When the media runs these evocative nostalgic pieces about Communism, it's the equivalent of a pedophile sharing snapshots of summer camp. It's the disgusting secret of truly vile people leaking out.
Here's a quote from the second paragraph. "America was fortunate to have had the Communists here. They, more than most, prodded the country into becoming the democracy it always said it was.”
Here's part of the third. "I understood nothing of what they said, but I was always excited by the richness of their rhetoric, the intensity of their arguments, the urgency and longing behind that hot river of words that came pouring ceaselessly from them."
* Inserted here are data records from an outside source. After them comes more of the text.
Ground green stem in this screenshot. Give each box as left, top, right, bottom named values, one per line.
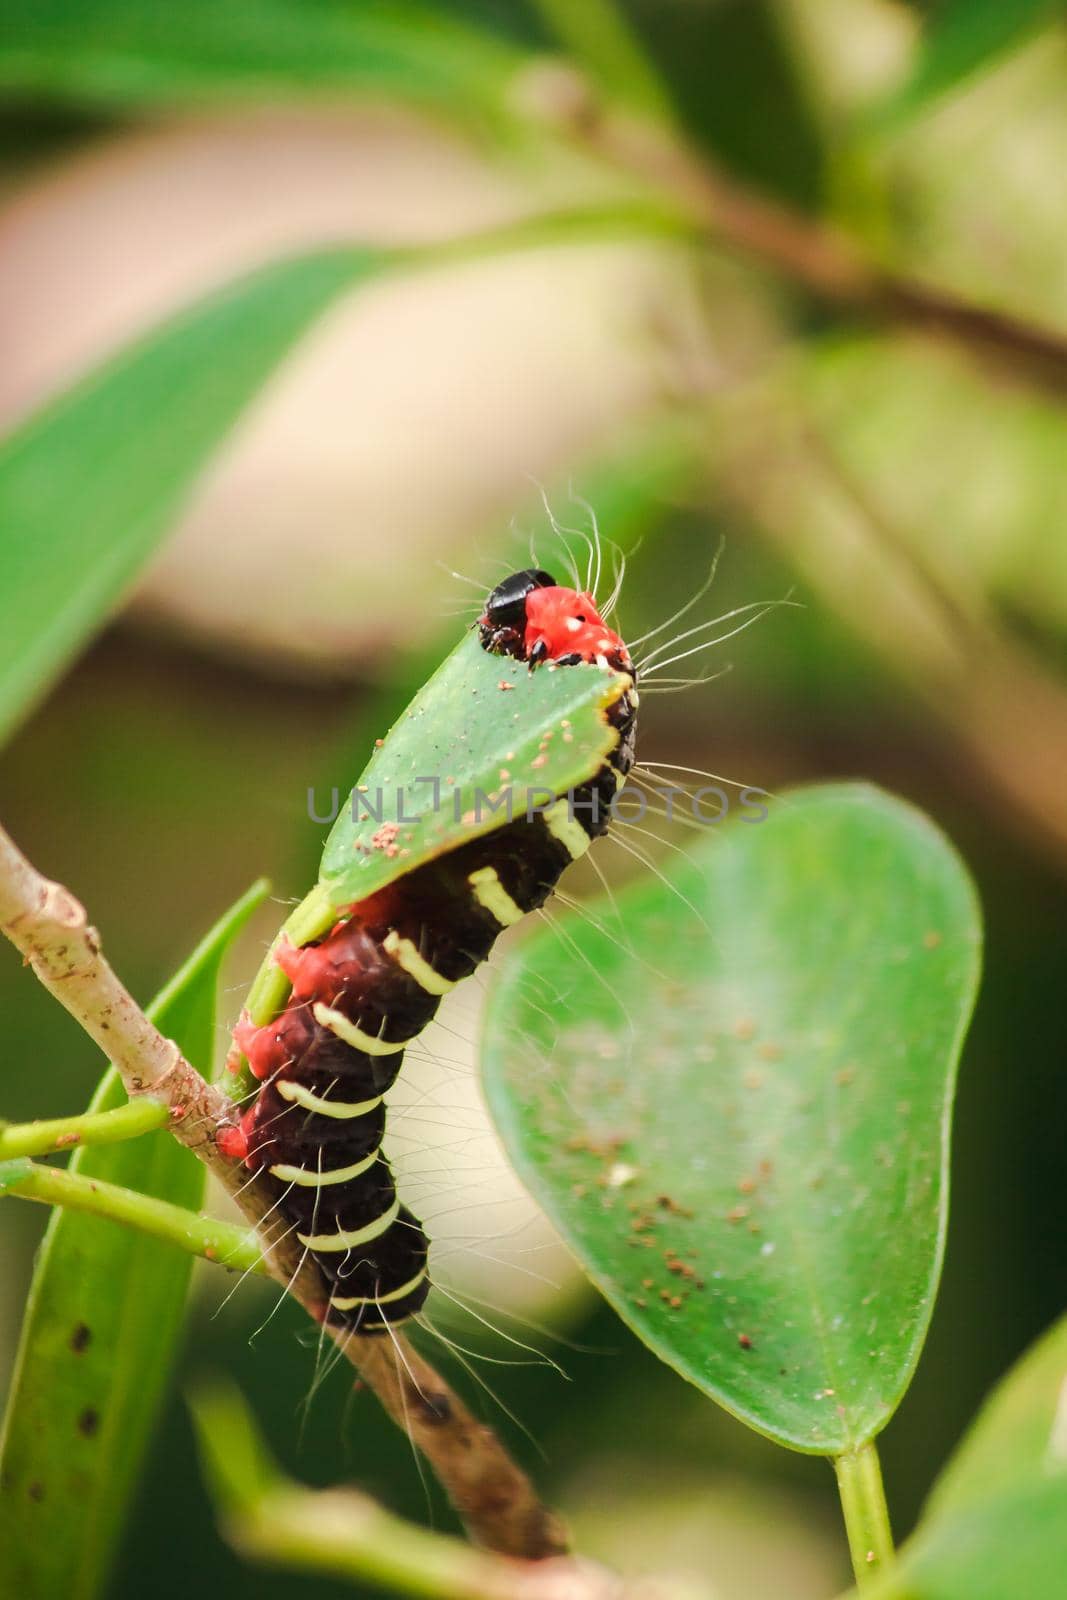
left=0, top=1096, right=168, bottom=1159
left=834, top=1440, right=895, bottom=1586
left=192, top=1384, right=674, bottom=1600
left=408, top=203, right=696, bottom=274
left=195, top=1381, right=509, bottom=1597
left=2, top=1159, right=266, bottom=1275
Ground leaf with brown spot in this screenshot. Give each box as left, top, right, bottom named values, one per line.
left=483, top=784, right=981, bottom=1453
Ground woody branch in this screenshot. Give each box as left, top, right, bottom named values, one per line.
left=516, top=65, right=1067, bottom=399
left=0, top=818, right=565, bottom=1562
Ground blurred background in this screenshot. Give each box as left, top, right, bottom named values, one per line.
left=1, top=2, right=1066, bottom=1597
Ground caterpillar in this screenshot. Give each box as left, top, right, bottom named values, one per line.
left=218, top=567, right=637, bottom=1332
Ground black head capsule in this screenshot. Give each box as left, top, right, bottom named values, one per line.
left=479, top=568, right=556, bottom=659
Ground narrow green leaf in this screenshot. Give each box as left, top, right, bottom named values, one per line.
left=868, top=1314, right=1067, bottom=1598
left=0, top=247, right=385, bottom=748
left=0, top=0, right=522, bottom=119
left=883, top=0, right=1061, bottom=123
left=482, top=783, right=982, bottom=1453
left=0, top=879, right=267, bottom=1600
left=0, top=208, right=685, bottom=752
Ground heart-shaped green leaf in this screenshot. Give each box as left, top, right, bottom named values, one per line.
left=0, top=879, right=266, bottom=1600
left=482, top=783, right=981, bottom=1453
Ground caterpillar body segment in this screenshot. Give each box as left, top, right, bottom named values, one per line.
left=222, top=571, right=637, bottom=1332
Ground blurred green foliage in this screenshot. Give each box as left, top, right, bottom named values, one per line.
left=0, top=249, right=386, bottom=744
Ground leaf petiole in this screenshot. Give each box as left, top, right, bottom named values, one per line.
left=0, top=1158, right=266, bottom=1276
left=834, top=1439, right=895, bottom=1586
left=0, top=1096, right=169, bottom=1160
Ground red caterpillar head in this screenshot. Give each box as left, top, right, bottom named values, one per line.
left=479, top=568, right=632, bottom=674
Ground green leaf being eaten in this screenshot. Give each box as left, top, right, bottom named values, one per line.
left=319, top=631, right=630, bottom=906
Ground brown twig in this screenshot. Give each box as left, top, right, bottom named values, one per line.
left=613, top=113, right=1067, bottom=394
left=0, top=820, right=566, bottom=1560
left=516, top=70, right=1067, bottom=398
left=663, top=146, right=1067, bottom=396
left=713, top=394, right=1067, bottom=867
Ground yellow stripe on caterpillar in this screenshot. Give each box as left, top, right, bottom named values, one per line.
left=298, top=1197, right=400, bottom=1251
left=383, top=929, right=455, bottom=996
left=467, top=865, right=524, bottom=926
left=329, top=1265, right=428, bottom=1310
left=313, top=1001, right=406, bottom=1056
left=541, top=798, right=590, bottom=861
left=269, top=1148, right=380, bottom=1186
left=276, top=1080, right=382, bottom=1119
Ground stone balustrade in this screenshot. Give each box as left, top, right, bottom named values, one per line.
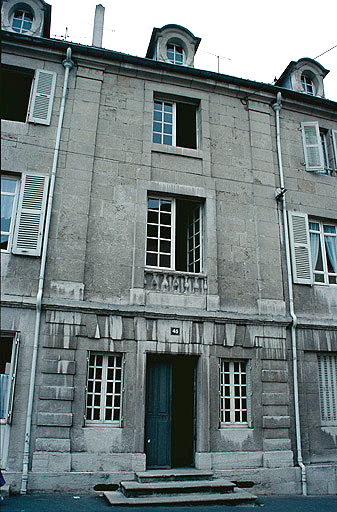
left=144, top=269, right=207, bottom=295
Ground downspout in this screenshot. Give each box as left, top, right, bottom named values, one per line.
left=272, top=92, right=307, bottom=496
left=21, top=48, right=74, bottom=494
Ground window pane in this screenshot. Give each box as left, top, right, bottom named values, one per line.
left=152, top=133, right=161, bottom=143
left=159, top=254, right=170, bottom=267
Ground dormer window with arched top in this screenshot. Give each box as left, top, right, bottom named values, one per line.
left=12, top=7, right=34, bottom=33
left=301, top=72, right=315, bottom=95
left=167, top=43, right=184, bottom=65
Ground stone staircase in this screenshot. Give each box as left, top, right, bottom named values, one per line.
left=103, top=469, right=257, bottom=506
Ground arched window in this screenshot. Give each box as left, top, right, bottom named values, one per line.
left=301, top=73, right=315, bottom=95
left=12, top=8, right=33, bottom=33
left=167, top=43, right=184, bottom=65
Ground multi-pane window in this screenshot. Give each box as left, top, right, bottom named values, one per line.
left=301, top=73, right=315, bottom=95
left=301, top=122, right=337, bottom=174
left=309, top=220, right=337, bottom=285
left=318, top=354, right=337, bottom=425
left=167, top=44, right=184, bottom=65
left=12, top=9, right=33, bottom=33
left=152, top=100, right=197, bottom=149
left=219, top=360, right=251, bottom=425
left=146, top=196, right=203, bottom=273
left=86, top=353, right=124, bottom=425
left=1, top=176, right=18, bottom=251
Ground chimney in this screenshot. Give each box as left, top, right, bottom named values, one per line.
left=92, top=4, right=105, bottom=47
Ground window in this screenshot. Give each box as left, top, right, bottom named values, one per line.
left=1, top=65, right=57, bottom=125
left=12, top=8, right=33, bottom=33
left=288, top=212, right=337, bottom=286
left=146, top=196, right=203, bottom=273
left=85, top=353, right=124, bottom=425
left=318, top=354, right=337, bottom=425
left=219, top=360, right=251, bottom=426
left=152, top=99, right=197, bottom=149
left=0, top=334, right=20, bottom=424
left=309, top=220, right=337, bottom=285
left=301, top=73, right=315, bottom=95
left=167, top=43, right=184, bottom=65
left=1, top=173, right=49, bottom=256
left=301, top=122, right=337, bottom=174
left=1, top=176, right=18, bottom=251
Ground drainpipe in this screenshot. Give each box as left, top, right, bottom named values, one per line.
left=21, top=48, right=74, bottom=494
left=272, top=92, right=307, bottom=496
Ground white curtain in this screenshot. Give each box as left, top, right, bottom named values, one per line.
left=310, top=232, right=320, bottom=270
left=0, top=374, right=9, bottom=419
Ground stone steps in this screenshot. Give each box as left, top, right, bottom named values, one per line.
left=103, top=469, right=257, bottom=507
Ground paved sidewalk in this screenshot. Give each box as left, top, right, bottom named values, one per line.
left=1, top=493, right=337, bottom=512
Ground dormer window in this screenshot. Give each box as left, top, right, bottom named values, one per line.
left=167, top=43, right=184, bottom=65
left=301, top=73, right=315, bottom=95
left=12, top=8, right=33, bottom=33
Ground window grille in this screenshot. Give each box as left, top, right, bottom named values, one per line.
left=318, top=354, right=337, bottom=425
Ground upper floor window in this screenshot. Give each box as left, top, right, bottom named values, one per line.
left=318, top=354, right=337, bottom=426
left=12, top=8, right=33, bottom=33
left=152, top=99, right=197, bottom=149
left=301, top=72, right=315, bottom=95
left=1, top=176, right=18, bottom=251
left=309, top=220, right=337, bottom=285
left=219, top=359, right=251, bottom=426
left=288, top=211, right=337, bottom=286
left=167, top=43, right=184, bottom=65
left=1, top=65, right=57, bottom=125
left=301, top=122, right=337, bottom=174
left=85, top=352, right=124, bottom=426
left=1, top=173, right=49, bottom=256
left=146, top=196, right=203, bottom=273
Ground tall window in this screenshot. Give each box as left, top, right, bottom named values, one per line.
left=1, top=176, right=18, bottom=251
left=146, top=196, right=203, bottom=273
left=152, top=99, right=197, bottom=149
left=0, top=334, right=19, bottom=424
left=219, top=360, right=251, bottom=425
left=309, top=220, right=337, bottom=285
left=167, top=44, right=184, bottom=65
left=12, top=9, right=33, bottom=33
left=318, top=354, right=337, bottom=425
left=85, top=353, right=124, bottom=425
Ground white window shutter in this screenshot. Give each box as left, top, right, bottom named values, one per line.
left=288, top=211, right=313, bottom=285
left=28, top=69, right=57, bottom=125
left=7, top=333, right=20, bottom=424
left=332, top=130, right=337, bottom=169
left=12, top=173, right=49, bottom=256
left=301, top=122, right=324, bottom=171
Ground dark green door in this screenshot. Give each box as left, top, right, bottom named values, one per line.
left=145, top=359, right=172, bottom=468
left=145, top=356, right=196, bottom=469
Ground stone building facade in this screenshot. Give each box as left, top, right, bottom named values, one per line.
left=1, top=0, right=336, bottom=495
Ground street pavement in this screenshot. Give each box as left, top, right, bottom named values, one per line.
left=1, top=494, right=337, bottom=512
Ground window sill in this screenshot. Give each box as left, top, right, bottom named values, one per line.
left=1, top=119, right=29, bottom=135
left=151, top=142, right=203, bottom=160
left=84, top=422, right=122, bottom=428
left=219, top=424, right=252, bottom=429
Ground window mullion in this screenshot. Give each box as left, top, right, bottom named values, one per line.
left=101, top=356, right=108, bottom=423
left=229, top=362, right=235, bottom=423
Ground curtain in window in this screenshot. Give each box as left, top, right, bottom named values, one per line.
left=325, top=235, right=337, bottom=273
left=310, top=232, right=320, bottom=270
left=0, top=374, right=9, bottom=419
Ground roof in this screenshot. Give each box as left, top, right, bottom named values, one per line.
left=2, top=30, right=336, bottom=110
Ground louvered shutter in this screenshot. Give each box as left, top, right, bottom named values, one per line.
left=27, top=69, right=56, bottom=125
left=12, top=173, right=49, bottom=256
left=288, top=211, right=313, bottom=285
left=301, top=122, right=325, bottom=171
left=7, top=333, right=20, bottom=424
left=332, top=130, right=337, bottom=169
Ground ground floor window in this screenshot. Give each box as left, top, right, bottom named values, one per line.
left=219, top=359, right=251, bottom=426
left=318, top=354, right=337, bottom=425
left=0, top=334, right=19, bottom=423
left=85, top=352, right=124, bottom=426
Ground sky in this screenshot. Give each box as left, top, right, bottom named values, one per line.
left=49, top=0, right=337, bottom=102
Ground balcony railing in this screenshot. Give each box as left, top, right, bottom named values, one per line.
left=144, top=269, right=207, bottom=295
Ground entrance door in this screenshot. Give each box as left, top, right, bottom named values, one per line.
left=145, top=355, right=195, bottom=469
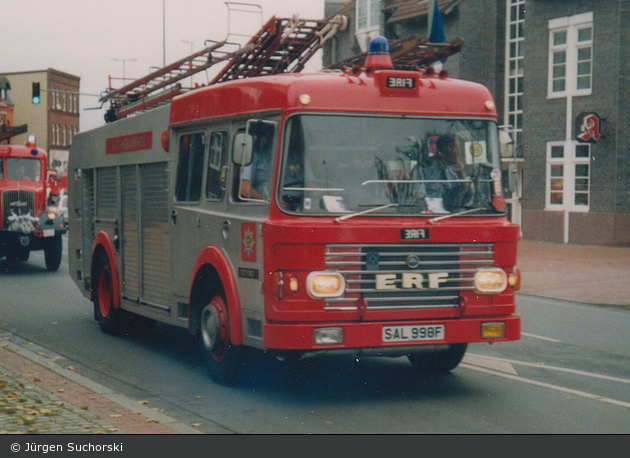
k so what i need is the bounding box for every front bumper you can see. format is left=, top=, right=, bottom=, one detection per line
left=263, top=315, right=521, bottom=351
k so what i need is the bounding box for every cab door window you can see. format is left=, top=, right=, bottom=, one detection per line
left=175, top=133, right=205, bottom=202
left=233, top=121, right=276, bottom=202
left=205, top=131, right=228, bottom=200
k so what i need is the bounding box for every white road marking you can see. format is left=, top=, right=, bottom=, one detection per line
left=463, top=354, right=518, bottom=375
left=467, top=353, right=630, bottom=385
left=460, top=362, right=630, bottom=410
left=521, top=332, right=563, bottom=343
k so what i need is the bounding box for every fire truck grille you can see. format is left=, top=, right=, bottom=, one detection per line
left=324, top=243, right=495, bottom=310
left=2, top=190, right=35, bottom=228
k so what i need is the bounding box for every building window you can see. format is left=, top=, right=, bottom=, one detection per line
left=546, top=142, right=590, bottom=211
left=355, top=0, right=381, bottom=52
left=548, top=12, right=593, bottom=98
left=504, top=0, right=525, bottom=149
left=357, top=0, right=380, bottom=30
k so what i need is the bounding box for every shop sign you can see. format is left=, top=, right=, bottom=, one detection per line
left=575, top=112, right=601, bottom=143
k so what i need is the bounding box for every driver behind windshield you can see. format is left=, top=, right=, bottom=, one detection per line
left=415, top=134, right=472, bottom=212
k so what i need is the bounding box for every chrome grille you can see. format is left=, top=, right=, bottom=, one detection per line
left=2, top=190, right=35, bottom=227
left=325, top=243, right=494, bottom=310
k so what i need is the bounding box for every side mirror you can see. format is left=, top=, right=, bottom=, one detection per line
left=233, top=133, right=253, bottom=165
left=499, top=129, right=514, bottom=158
left=508, top=162, right=518, bottom=193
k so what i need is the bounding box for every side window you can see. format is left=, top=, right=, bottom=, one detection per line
left=233, top=121, right=276, bottom=202
left=206, top=131, right=228, bottom=200
left=0, top=158, right=3, bottom=180
left=175, top=133, right=205, bottom=202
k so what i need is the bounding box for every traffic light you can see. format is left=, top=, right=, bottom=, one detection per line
left=32, top=82, right=40, bottom=104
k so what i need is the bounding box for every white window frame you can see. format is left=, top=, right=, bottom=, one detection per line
left=355, top=0, right=381, bottom=52
left=504, top=0, right=526, bottom=149
left=548, top=12, right=593, bottom=98
left=546, top=141, right=591, bottom=212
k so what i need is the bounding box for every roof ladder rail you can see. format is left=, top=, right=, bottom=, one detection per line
left=100, top=12, right=347, bottom=121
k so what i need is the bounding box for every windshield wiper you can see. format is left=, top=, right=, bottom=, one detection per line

And part of the fourth, " Politics sat down with them, Ideas sat down with them; above all, History sat down with them. They spoke and thought within a context that lifted them out of the nameless, faceless obscurity into which they had been born, and gave them the conviction that they had rights as well as obligations. They were not simply the disinherited of the earth, they were proletarians with a founding myth of their own (the Russian Revolution) and a civilizing worldview (Marxism)"
And the fifth, "the party was possessed of a moral authority that lent shape and substance, through its passion for structure and the eloquence of its rhetoric, to an urgent sense of social injustice."
I could keep going. But why bother.
Nazis don't get a forum to pour out their romantic nostalgia for attending Hitler rallies. Communists do because the left sympathizes with them. It must offers occasional apologies and disavowals, but the love for a horrifying ideology that was totalitarian all the way down, whose mass murder of millions was not an accident of fate, but was always an integral part of it, tells the truth about the left.
The rest is tiresome. The same recitations of "We knew nothing". As if the crimes of Communism had been some sort of mystery until Khrushchev admitted them.
The New York Times op-ed, a congealed mass of romantic nostalgia for a lost magical Communist past, concludes with...
"Hundreds of thousands of Americans were Communists at one time or another during those 40 years. Many of these people endured social isolation, financial and professional ruin, and even imprisonment. They were two generations of Americans whose lives were formed by political history as were no other American lives save those of the original Revolutionists. History is in them — and they are in history."
After all the mass murders and crimes have been admitted, the left always returns to this nostalgia. Yes, maybe Stalin was bad. But his followers were principled. Maybe the USSR was bad, but the American Communists, quite a few of whom were willing to kill and commit treason in its name, were fine people. Just like the Founding Fathers.
History is in them.
This is the left. It returns, like a dog to its vomit, to the dream of the true radicalism of a totalitarian leftist state. It occasionally deals with uncomfortable truths. Circles around them. And then it lapses back into an opium dream of Marxists sitting around a kitchen table and debating whom to shoot first.